Que La montaña mágica sea una obra extensa es mucho más que el resultado de la ambición de un escritor por componer una novela que diese cuenta de un mundo en declive: la extensión era necesaria para darle forma al lento crepúsculo de un estado de la cultura; para dejar que la intuición avanzara hasta el punto donde se atrevió a vislumbrar el horror en que derivaría el siglo XX (en La montaña mágica Mann anticipa la instauración del terror que tomaría a Europa), y así darle cabida sin restricciones a los largos excursos, piezas discursivas —casi ensayos insertados en el transcurso de la novela— que, además de dar cuenta de la vocación erudita del autor, aparecen como un corte en el estado del conocimiento de la segunda década del siglo XX.

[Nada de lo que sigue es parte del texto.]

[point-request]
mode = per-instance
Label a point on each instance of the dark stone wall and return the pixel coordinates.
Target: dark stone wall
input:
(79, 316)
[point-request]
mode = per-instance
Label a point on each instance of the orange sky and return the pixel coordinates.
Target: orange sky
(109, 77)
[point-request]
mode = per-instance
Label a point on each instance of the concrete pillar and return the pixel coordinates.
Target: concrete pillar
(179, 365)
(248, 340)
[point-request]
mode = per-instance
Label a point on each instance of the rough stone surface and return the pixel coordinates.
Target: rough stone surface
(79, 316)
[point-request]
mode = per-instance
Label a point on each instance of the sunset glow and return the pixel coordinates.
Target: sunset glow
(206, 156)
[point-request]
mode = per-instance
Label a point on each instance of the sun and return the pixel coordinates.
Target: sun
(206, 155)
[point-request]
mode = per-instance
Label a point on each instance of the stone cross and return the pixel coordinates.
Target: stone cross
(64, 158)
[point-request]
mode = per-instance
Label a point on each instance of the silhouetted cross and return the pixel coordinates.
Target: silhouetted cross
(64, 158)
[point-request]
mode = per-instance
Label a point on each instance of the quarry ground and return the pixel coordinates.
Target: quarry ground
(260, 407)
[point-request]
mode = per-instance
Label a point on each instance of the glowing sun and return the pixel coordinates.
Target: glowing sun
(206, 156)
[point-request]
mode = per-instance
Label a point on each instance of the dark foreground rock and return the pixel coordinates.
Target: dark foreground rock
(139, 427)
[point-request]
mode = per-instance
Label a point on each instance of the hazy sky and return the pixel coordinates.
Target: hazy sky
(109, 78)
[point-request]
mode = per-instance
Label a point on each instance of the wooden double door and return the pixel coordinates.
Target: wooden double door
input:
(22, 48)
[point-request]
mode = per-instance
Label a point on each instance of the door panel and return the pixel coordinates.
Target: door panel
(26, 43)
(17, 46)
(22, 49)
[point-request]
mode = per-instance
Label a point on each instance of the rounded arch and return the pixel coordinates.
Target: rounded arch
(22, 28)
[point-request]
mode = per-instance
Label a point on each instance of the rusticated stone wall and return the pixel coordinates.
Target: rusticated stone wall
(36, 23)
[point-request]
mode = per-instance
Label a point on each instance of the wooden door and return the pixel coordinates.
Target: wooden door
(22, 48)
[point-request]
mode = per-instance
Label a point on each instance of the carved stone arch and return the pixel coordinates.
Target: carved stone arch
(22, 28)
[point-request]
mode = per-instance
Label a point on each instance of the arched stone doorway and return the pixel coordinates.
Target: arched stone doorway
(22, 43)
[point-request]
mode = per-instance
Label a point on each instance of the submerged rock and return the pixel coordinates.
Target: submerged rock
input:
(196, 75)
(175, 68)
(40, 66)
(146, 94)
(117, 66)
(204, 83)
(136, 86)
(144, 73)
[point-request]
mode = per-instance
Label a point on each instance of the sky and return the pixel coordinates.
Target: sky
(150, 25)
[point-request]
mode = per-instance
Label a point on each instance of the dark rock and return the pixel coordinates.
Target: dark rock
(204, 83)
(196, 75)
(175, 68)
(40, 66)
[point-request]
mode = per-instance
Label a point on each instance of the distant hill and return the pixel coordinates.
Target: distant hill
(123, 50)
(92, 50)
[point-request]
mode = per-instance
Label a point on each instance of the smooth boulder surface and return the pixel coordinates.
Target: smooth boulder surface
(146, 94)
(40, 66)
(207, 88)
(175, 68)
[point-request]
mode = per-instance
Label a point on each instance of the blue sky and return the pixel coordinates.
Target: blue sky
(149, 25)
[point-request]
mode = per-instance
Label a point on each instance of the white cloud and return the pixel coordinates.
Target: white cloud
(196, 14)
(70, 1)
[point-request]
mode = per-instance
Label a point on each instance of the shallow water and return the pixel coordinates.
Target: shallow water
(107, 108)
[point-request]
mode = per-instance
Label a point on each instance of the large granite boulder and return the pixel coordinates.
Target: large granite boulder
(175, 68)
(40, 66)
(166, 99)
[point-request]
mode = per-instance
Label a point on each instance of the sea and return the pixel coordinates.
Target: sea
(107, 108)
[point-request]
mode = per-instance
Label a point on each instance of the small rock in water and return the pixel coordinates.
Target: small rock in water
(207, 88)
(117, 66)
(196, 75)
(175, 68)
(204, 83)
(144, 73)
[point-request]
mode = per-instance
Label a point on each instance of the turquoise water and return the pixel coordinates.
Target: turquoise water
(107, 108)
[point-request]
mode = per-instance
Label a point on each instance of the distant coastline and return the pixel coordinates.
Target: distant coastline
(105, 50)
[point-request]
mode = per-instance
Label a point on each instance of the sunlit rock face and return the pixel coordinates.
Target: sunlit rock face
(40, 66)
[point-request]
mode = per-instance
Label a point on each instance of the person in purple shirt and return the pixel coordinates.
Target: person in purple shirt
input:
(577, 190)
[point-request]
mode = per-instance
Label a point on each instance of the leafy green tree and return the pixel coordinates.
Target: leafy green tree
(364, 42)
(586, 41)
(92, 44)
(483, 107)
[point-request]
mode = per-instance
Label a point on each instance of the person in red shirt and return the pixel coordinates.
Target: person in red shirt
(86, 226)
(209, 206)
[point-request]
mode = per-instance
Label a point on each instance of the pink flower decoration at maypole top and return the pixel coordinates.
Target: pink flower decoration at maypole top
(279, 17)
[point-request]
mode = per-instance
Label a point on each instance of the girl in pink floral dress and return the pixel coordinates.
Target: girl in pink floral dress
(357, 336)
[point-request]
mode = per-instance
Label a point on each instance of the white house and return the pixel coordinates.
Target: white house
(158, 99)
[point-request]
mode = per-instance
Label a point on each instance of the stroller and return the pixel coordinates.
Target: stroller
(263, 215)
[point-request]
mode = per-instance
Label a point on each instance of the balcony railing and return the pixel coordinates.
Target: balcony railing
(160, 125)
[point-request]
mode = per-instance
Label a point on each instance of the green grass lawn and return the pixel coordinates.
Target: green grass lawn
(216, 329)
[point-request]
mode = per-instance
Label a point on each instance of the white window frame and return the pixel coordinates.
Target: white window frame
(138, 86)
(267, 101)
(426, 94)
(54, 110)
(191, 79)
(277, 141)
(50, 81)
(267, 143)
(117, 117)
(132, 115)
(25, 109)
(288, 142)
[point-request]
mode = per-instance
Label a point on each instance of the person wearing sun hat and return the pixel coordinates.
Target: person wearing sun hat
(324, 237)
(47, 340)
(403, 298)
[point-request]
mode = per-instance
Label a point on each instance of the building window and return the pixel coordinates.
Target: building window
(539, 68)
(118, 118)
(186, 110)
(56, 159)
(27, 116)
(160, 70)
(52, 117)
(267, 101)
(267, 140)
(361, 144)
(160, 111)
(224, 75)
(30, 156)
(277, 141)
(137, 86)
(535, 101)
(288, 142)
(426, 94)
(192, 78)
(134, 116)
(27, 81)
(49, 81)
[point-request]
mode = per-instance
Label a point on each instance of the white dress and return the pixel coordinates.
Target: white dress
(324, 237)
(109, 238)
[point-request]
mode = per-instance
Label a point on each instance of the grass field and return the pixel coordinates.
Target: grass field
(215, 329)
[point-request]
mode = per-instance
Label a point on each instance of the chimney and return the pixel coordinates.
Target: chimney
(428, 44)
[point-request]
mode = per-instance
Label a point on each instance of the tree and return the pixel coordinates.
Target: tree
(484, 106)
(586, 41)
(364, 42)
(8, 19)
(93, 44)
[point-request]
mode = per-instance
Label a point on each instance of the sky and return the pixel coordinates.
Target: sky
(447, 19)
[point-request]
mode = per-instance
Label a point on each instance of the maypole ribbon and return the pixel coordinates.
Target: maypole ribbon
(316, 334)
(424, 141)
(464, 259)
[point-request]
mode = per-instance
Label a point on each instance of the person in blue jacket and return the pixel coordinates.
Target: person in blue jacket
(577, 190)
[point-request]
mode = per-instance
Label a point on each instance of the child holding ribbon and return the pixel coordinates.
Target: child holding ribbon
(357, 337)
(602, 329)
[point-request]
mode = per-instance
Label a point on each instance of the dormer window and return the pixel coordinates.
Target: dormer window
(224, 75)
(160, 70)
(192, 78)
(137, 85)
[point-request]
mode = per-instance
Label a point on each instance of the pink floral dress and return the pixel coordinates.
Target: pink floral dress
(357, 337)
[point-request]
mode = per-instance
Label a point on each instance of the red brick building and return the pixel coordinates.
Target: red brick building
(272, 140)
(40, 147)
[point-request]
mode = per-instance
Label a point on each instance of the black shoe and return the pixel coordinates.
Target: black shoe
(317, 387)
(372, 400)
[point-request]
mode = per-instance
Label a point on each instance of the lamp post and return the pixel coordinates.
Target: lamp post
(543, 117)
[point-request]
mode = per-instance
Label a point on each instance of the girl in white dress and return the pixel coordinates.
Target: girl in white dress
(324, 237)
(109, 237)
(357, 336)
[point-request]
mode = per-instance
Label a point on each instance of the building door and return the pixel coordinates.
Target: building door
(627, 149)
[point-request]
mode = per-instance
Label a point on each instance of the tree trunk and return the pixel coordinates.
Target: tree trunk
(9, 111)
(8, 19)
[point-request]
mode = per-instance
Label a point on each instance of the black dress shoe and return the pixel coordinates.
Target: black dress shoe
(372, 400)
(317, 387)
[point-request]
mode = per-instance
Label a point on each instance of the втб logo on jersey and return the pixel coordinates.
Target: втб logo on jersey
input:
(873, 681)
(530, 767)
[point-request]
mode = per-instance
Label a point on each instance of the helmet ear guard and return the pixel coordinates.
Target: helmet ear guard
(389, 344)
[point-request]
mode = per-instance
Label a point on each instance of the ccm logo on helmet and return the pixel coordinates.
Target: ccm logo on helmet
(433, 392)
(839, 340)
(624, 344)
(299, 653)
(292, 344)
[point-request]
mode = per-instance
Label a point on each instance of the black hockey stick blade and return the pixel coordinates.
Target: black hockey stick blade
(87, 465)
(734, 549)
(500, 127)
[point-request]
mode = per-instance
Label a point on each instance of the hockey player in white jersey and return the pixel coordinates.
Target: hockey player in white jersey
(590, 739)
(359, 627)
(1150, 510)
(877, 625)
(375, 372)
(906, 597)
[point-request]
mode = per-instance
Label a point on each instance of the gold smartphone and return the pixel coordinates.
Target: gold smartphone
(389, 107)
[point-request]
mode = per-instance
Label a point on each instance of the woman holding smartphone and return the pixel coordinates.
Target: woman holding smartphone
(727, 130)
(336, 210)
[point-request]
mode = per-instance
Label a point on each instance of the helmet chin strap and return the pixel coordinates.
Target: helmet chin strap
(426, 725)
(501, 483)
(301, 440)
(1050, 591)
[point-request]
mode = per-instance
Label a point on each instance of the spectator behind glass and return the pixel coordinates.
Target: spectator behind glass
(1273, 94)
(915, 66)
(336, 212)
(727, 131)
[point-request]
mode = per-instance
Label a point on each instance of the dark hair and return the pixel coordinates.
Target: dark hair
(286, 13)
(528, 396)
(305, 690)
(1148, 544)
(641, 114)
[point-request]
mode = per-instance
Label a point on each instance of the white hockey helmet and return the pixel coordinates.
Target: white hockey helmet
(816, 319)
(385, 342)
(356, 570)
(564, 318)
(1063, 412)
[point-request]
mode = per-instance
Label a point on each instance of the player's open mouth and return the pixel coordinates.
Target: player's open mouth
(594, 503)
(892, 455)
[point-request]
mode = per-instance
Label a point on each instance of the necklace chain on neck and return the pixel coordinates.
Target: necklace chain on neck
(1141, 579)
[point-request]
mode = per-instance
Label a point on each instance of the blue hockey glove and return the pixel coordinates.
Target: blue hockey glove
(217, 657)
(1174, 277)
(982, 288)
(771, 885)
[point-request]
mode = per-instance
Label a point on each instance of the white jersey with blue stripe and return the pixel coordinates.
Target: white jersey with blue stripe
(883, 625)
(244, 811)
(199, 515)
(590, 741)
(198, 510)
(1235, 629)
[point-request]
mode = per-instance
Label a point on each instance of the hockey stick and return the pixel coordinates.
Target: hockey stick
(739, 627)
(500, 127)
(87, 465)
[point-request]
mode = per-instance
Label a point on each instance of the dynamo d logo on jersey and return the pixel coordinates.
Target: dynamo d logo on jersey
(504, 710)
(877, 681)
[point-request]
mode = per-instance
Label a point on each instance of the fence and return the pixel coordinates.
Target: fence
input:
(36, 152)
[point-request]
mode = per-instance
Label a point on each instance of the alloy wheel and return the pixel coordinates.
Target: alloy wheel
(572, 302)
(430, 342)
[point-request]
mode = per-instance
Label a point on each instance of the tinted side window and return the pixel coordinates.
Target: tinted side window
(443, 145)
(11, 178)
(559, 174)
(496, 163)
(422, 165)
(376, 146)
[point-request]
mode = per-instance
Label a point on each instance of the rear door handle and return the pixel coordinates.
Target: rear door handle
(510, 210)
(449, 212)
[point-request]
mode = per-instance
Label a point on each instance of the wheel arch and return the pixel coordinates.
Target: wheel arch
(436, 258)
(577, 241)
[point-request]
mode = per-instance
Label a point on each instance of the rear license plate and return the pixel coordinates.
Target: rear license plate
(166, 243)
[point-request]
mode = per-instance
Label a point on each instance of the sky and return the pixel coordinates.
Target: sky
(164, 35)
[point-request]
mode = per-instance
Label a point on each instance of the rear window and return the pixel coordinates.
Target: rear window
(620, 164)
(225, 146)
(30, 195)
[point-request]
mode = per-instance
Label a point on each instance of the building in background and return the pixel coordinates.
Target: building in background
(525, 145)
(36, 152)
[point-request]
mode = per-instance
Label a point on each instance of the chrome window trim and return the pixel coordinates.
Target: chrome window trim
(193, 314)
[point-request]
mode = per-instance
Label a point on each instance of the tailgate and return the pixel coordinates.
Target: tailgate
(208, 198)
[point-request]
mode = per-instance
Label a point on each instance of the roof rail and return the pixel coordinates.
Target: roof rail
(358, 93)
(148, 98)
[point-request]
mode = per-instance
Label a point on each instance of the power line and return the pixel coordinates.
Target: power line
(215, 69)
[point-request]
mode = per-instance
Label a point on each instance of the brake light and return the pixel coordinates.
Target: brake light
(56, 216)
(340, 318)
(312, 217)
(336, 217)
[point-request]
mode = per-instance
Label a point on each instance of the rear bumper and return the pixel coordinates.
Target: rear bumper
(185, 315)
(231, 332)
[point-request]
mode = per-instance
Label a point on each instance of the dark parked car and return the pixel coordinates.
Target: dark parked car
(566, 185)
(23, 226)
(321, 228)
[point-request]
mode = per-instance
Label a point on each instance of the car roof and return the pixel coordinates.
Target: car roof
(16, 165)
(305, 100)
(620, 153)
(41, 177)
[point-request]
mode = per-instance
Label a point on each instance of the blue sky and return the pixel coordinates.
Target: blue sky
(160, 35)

En la novela transcurren siete años; en la experiencia del lector, esto: la sensación de que Hans Castorp es un antiguo conocido, a quien hemos conocido por mucho, mucho tiempo. A medida que el lector se aproxima al final de la novela, Castorp se ha convertido en un veterano del sanatorio. El tiempo ha corrido en silencio (“como la hierba que ningún ojo ve crecer a pesar de que crece continuamente”). Ha estallado la guerra. Mann nos cuenta que nuestro personaje anda más pensativo que de costumbre. Y, de repente, pasa: Castorp deja el sanatorio de Berghof (rompe con la magia, con el hechizo de la montaña) y se suma a un ejército de voluntarios. Se interna en el desgarro de la vida. Y así cierra Mann su obra magna: ni él, que pretendió darle forma al mundo que conoció, ni nosotros, que le hemos acompañado por el largo trayecto de su empresa narrativa, sabremos nunca cuál fue finalmente el destino del joven e inexperto soldado.
*La montaña mágica. Tomas Mann. Traducción: Isabel García Adánez. Editorial Edhasa. España, 2005.